Misbehaviour became for Paul a way of expressing his frustration and unhappiness but also a vehicle for attention, especially from his mother. A pattern developed of activities designed to annoy her, an explosion of her anger, a deluge of unhappiness followed by tears, repentance, and reconciliation. 

This mode of communication was replicated in Paul’s adult life with his partners. He had come to see me originally because of the troubles in his most recent relationship. He had come to understand that he was behaving in ways that maintained a current of disturbed interaction. There was no peace or consistency with his girl friend. One of the main issues that would surface between them was his jealousy. Convinced on some level that like his mother, who had “replaced” him with his father when they came to Canada, any woman would ultimately betray and abandon him. He was hyper-sensitive to the slightest indication of friendship or regard that his partner had toward another man. By turns sullen, angry, or suspicious, Paul continually provoked his partner in ways that would lead to the familiar round of fighting, estrangement, and tearful reconciliation.

There were no simple or quick passages through this thicket of emotional reactions for Paul. An intelligent man, he was able to appreciate the underlying triggers and patterns that were being repeated with his girl friend. This in itself could not rapidly lead to changes, however. Our intellectual understanding and our emotional lives are not entirely coincident. Coming to knowledge at the intellectual level and developing an emotional connection leading to deep changes in behavior have rhythms of their own, not at all co-terminus. We are more deeply attached to our emotional responses and change them more slowly precisely because of their connections to elemental factors like pleasure and pain, fear and safety.
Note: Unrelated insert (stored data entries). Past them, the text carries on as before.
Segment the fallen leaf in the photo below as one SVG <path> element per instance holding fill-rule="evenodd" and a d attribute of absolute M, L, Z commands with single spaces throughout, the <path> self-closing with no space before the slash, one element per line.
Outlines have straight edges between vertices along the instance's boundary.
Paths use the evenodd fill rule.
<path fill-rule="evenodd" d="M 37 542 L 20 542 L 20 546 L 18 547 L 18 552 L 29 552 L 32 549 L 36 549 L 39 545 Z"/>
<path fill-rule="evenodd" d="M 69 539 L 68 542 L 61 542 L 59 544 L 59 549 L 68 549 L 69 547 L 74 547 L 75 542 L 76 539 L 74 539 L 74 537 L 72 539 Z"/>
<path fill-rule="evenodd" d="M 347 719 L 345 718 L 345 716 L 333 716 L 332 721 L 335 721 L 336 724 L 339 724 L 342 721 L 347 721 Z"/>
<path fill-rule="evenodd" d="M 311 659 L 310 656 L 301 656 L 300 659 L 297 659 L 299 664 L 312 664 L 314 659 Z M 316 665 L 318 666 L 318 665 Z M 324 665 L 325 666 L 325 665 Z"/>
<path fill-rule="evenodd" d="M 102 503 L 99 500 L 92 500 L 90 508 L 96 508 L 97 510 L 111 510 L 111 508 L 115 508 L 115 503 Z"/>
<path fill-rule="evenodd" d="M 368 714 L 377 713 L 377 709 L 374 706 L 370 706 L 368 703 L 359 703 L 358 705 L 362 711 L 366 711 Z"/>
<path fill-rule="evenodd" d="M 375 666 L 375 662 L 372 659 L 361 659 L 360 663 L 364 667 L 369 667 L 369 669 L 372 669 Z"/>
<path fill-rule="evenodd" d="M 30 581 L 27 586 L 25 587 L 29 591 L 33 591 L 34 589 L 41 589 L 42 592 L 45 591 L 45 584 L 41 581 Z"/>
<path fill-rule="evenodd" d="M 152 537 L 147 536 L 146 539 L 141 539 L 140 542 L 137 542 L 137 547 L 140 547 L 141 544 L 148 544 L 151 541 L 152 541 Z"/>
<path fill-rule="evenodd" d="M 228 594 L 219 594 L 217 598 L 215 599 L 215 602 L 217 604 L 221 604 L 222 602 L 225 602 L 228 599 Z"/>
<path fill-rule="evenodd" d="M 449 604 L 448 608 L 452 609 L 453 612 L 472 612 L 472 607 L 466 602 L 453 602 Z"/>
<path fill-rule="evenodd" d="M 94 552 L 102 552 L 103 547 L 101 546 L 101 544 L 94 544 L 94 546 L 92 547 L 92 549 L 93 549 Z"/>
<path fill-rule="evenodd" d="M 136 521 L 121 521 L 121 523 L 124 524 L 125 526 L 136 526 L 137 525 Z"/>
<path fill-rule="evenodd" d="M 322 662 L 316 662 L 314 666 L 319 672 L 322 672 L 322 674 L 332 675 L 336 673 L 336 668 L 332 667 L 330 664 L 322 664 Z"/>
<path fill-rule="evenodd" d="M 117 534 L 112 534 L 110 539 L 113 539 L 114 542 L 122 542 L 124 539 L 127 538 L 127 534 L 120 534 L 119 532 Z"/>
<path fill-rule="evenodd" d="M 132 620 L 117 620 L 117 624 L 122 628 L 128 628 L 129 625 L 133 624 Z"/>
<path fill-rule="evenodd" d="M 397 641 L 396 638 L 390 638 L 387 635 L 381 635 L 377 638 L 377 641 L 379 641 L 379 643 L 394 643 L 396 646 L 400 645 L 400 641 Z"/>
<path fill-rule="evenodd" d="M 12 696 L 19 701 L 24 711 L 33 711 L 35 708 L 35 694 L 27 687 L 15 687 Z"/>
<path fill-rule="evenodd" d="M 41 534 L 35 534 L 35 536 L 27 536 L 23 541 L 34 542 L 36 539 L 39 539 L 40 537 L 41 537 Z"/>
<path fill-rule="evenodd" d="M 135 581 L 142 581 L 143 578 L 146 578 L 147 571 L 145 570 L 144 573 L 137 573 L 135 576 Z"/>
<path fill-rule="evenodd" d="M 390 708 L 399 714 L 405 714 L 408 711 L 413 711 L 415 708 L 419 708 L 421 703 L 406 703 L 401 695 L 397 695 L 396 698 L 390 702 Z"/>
Wounded emotionally when young, we can grow up around that wound, developing physically, socially, and intellectually, all the while living with the unhealed pain within. It functions somewhat like a break in a bone that wasn’t properly repaired. Other systems may be functioning fairly well, but the slightest pressure on the area of the break will provoke severe pain. Growing up with an inner place of unresolved trouble one finds ways of dealing with it, ways which are particular to the nature of the injury and to the individual’s personality and circumstances. Paul dealt with his pain through anger and provocation. Physiologically and emotionally he found much to confirm him in this outlet. He had the excitement of rebelling and of rousing his mother to rage, exercising a power in the home that his youth would otherwise belie. Suffering the inevitable punishments meted out by her or his father, he could release pent-up emotions with his tears and self-pity. Abasing himself and seeking reconciliation with the loved one, his mother, he could bathe for a brief time in the warmth of her closeness and love.

The adaptations -- mental, physical, and emotional -- that we form during childhood to deal with painful experiences can be successful in the sense that they allow us to maintain a connection to the source and nature of our pain by re-enacting it in some form over and over, while still being able to move forward in other essential areas of development. As we come to maturity, however, these adaptations, by their very origin immature, hamper our quest to fulfill adult roles in a satisfying manner. Recognizing that something is not working and developing insight about the nature and origins of the behaviour that is thwarting one’s desires is but a beginning.